Wendy MacDermott isn’t your typical sales rep because she doesn’t sell stuff.
Today she’s selling an idea.
As the executive director of southwestern New Brunswick’s branch of the United Way, MacDermott has spent the past year overseeing the evolution of one of the region’s most-high profile charities into a more entrepreneurial organization. “We have done things one way for 50 years,” she says. ”We are now making fundamental investment decisions based on key principals: innovation, collaboration and partnerships.”

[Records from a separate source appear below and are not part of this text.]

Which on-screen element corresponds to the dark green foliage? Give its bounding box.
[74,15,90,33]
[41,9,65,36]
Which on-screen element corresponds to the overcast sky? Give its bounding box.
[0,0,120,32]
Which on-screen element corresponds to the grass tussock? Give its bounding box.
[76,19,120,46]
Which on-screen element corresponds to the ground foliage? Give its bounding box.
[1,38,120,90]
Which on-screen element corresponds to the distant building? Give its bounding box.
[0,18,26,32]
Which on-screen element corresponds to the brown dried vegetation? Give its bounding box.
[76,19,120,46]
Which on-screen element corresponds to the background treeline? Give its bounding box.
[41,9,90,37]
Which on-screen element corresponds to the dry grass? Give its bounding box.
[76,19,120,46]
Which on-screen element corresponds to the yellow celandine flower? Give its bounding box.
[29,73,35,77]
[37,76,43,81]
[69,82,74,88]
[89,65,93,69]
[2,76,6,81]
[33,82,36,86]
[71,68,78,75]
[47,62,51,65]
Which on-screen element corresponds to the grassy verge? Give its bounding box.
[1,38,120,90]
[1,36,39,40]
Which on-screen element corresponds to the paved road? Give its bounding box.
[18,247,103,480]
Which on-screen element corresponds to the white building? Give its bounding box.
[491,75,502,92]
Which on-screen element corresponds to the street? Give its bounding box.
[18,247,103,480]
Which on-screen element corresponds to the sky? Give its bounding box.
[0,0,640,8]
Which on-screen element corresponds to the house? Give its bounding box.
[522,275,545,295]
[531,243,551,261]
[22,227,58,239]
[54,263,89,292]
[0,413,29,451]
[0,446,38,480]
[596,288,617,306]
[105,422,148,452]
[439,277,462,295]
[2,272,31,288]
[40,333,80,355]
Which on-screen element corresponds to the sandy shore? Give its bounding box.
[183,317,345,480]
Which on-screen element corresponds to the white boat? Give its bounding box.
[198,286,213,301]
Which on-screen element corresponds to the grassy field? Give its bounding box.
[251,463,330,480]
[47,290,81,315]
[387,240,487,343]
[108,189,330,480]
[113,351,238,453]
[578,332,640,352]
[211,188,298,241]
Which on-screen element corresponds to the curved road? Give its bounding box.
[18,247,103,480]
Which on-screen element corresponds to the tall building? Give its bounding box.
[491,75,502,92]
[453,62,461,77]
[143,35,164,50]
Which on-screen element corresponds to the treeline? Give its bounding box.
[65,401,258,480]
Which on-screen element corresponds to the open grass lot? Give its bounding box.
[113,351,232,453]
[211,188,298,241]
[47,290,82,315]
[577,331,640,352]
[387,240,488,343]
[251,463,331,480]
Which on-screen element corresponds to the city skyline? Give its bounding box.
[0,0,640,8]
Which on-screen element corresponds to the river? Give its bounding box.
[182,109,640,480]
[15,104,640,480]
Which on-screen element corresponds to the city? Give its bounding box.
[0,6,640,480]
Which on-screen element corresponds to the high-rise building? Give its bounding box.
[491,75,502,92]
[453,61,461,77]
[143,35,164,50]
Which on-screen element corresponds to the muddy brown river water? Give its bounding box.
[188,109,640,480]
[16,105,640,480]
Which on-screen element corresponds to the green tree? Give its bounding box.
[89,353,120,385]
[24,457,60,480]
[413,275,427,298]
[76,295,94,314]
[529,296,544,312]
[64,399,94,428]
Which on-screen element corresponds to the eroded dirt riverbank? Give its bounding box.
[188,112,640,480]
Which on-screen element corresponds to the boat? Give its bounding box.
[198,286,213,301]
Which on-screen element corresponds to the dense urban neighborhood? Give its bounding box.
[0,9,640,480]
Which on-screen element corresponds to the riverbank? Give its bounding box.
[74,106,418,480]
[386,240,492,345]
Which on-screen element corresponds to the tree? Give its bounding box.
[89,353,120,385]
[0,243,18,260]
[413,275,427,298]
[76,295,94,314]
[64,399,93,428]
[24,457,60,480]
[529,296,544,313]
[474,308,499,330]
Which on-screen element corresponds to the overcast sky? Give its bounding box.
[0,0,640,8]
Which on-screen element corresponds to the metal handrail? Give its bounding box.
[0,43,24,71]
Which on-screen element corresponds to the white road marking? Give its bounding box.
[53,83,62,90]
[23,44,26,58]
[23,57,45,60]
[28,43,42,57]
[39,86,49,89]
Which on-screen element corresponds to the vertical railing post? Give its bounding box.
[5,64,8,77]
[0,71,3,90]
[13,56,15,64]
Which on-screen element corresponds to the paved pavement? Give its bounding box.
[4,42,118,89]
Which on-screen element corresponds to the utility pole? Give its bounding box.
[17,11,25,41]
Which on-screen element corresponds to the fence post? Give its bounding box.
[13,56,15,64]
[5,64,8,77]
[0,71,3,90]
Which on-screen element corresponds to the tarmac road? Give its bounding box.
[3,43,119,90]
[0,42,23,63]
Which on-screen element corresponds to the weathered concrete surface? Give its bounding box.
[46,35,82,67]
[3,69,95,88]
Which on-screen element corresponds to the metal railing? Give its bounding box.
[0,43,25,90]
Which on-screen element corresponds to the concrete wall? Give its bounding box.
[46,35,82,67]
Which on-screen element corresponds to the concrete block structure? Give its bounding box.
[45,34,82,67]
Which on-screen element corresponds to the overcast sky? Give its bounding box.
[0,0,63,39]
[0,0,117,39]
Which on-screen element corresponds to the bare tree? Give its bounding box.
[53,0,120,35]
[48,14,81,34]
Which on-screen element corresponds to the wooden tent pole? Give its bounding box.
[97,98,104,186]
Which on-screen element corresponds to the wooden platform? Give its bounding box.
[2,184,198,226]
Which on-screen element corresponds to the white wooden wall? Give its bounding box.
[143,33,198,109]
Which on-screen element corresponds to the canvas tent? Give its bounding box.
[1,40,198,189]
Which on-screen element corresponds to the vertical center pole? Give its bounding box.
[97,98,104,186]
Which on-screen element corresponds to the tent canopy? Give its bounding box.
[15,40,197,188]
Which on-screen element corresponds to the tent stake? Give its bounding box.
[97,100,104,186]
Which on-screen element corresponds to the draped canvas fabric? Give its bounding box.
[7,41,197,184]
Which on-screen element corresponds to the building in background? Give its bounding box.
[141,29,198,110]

For some that might mean creating a social enterprise, which is a company with both a social mandate and a commercial revenue source. For others, it means adopting business principles into their charitable operations. The latter is how MacDermott would describe her United Way branch, which grants around $1 million annually. “The United Way is now behaving more like a Social Enterprise than we did in the past,” she says, “but I don’t think we are going to get in the business of creating a product to sell in order to develop a revenue stream. We can, though, choose to see our gifts as investment rather than donations.”
That evolution is born of a desire by MacDermott and her board to be able to measure the United Way’s impact in the communities it serves from Sussex to St. Stephen, N.B., including the city of Saint John. It is also increasingly what United Way donors wants too.“The monies that we steward on behalf of 5,000 donors are social investments,” she says. “They are not just charitable. We have to make the best investment decisions. Leaders are asking for more transparency.”
It’s called a social return on investment, which places the emphasis on outcomes, rather than the financial returns sought by traditional business investors. For example, if the United Way invests in an early childhood non-profit, MacDermott says the board will expect tangible results, in this case school readiness. “If [the children] are not arriving at kindergarten ready to learn then we’d move the investment elsewhere.”
The Saint John region, with its growing IT and start-up community, provides MacDermott with a template and, she hopes, volunteers and donors to help drive fundraising, growth and community impact. McDermott wants to see more people direct those skills to help solve significant social problems, including illiteracy, poverty, domestic abuse and seniors care. Here’s her pitch: “In addition to making a modest return, you help the community…There is more to it than just giving to charity, she says. “You are helping to start a social enterprise. That is bold and visionary.”
Consider the story of The Hospice Shoppe, a consignment store run by volunteers, with revenues going directly to Hospice Saint John and its 10-bed palliative care home on the city’s west side. “United Way used to provide a lot of funding,” says MacDermott, “but they don’t need us anymore.”
It’s the same story with Voila: Saint John’s Green Cleaning Team, which arose from the Saint John Learning Exchange,got some initial funding from the United Way and is now self-sustaining. Now it’s the United Way purchasing services from them.
“We want to invest in healthy strong, effective, non-profit organizations,” says MacDermott. “We want to help non-profit leaders to be really innovative and effective.”